Okay, so I was reading up on BER and foliar feeding. Not because I am having a problem, but because a friend of mine (a woman of the young age of about 80, but I'm not about to ask) said it works better than feeding in the ground. I figured that was BS, but didn't want to call her on it. I do respect my elders. In fact, I was under the impression that foliar feeding is practically useless and a waste of money. However, I did want to see scientific evidence one way or another. Okay, I wanted to see scientific evidence that I was right, but anyway. . . I don't think I am. I'm fairly certain she was wrong about it being better, but I think I definitely underestimated the effectiveness of foliar fertilization.

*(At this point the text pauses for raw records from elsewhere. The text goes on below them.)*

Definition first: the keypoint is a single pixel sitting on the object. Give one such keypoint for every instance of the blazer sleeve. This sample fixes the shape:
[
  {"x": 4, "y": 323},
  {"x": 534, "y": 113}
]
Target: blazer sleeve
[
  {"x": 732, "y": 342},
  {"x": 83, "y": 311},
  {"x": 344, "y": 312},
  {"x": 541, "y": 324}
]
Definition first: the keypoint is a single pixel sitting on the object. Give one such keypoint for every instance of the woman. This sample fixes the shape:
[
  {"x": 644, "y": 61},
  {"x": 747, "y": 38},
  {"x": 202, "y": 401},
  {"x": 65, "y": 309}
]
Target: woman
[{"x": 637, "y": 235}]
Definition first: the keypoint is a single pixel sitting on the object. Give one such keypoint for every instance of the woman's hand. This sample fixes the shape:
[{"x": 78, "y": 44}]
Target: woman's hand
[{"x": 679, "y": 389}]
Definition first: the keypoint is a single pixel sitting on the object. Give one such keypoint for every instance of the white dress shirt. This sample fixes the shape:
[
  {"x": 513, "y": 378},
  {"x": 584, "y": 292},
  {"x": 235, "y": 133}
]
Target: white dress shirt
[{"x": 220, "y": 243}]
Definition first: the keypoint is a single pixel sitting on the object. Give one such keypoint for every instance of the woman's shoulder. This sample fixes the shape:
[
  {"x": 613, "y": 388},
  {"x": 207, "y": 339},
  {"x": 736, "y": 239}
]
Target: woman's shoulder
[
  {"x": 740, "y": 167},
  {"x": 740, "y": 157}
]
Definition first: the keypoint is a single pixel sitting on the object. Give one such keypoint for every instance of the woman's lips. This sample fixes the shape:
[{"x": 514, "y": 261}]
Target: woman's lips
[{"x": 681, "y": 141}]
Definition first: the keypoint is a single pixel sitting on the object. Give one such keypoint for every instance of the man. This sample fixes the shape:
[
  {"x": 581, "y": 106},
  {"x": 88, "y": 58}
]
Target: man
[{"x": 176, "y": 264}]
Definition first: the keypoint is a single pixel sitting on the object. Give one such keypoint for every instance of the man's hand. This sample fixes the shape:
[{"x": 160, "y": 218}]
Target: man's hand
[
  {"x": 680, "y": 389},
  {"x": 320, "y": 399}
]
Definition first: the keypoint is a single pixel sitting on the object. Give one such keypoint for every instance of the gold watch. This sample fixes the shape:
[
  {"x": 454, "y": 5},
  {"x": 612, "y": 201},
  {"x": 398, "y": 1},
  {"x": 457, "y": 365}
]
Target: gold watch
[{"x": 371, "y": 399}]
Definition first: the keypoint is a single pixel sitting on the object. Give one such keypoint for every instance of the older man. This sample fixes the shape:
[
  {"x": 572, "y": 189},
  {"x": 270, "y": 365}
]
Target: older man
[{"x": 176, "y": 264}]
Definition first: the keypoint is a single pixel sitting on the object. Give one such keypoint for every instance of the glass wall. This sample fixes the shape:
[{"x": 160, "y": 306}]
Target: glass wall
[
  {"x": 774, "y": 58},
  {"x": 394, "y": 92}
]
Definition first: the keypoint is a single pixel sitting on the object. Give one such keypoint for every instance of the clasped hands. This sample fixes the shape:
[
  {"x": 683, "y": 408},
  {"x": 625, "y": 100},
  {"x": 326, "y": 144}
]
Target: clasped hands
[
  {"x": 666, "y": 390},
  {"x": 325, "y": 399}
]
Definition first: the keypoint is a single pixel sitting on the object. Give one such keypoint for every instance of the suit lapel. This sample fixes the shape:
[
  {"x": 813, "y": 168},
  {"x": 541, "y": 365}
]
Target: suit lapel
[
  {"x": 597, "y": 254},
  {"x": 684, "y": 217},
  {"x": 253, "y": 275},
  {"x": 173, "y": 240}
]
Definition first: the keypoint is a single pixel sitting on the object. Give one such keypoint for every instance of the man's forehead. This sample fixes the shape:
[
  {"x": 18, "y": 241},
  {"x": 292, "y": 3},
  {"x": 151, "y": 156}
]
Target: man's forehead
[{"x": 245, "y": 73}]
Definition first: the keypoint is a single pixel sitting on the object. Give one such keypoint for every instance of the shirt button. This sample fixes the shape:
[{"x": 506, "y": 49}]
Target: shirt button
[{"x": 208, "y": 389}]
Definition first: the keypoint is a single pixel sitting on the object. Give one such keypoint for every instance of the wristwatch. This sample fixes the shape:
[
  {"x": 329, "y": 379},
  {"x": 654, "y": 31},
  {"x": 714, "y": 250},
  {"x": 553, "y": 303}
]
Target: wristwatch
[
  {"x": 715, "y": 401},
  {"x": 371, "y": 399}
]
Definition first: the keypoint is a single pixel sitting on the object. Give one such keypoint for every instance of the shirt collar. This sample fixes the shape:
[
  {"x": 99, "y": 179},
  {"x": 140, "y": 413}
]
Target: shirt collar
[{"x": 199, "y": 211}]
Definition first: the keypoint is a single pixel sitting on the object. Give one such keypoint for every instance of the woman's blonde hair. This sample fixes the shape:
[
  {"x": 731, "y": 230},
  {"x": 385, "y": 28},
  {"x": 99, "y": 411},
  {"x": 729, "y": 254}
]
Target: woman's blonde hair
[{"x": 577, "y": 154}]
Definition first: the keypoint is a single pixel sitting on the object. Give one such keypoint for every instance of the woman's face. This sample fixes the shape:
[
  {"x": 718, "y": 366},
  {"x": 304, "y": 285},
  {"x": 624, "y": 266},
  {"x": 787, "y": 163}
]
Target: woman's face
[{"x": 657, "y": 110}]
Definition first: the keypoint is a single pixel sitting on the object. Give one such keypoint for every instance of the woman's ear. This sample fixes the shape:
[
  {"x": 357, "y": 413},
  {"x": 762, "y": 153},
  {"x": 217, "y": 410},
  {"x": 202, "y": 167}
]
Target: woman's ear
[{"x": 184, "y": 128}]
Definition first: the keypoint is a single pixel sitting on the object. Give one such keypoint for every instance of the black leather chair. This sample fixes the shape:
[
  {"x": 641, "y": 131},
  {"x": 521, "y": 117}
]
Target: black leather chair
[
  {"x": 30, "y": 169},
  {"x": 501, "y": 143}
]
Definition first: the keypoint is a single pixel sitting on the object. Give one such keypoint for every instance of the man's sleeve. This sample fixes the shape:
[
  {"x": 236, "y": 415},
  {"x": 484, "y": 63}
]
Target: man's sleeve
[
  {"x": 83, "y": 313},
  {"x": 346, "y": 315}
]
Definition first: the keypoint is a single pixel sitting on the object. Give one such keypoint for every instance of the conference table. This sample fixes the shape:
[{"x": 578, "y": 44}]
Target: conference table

I found articles online that support foliar fertilization from Purdue and the USDA. I'm only posting one from Purdue
, though. You can google "foliar fertilization USDA" or insert whatever group you wish in place of USDA to get scholarly articles. There was also an interesting article on foliar feeding in wikipedia. I try to avoid using it as a source, though. I just use it as a spring board.
So, have any of you had success with foliar feeding? I mean, noticeable success?
Could it be more effective to foliar feed large plants like Brandywine tomatoes with micronutrients to make sure the entire plant gets them?
Since calcium deficiency is mostly a delivery issue and rarely has to do with a lack of it in the nutrient solution - rendering the purchase of CalMag as a reservoir supplement essentially a waste of money - would it be most effective to deliver that calcium via foliar feeding to prevent BER?
If so, how much should be applied and at what concentration?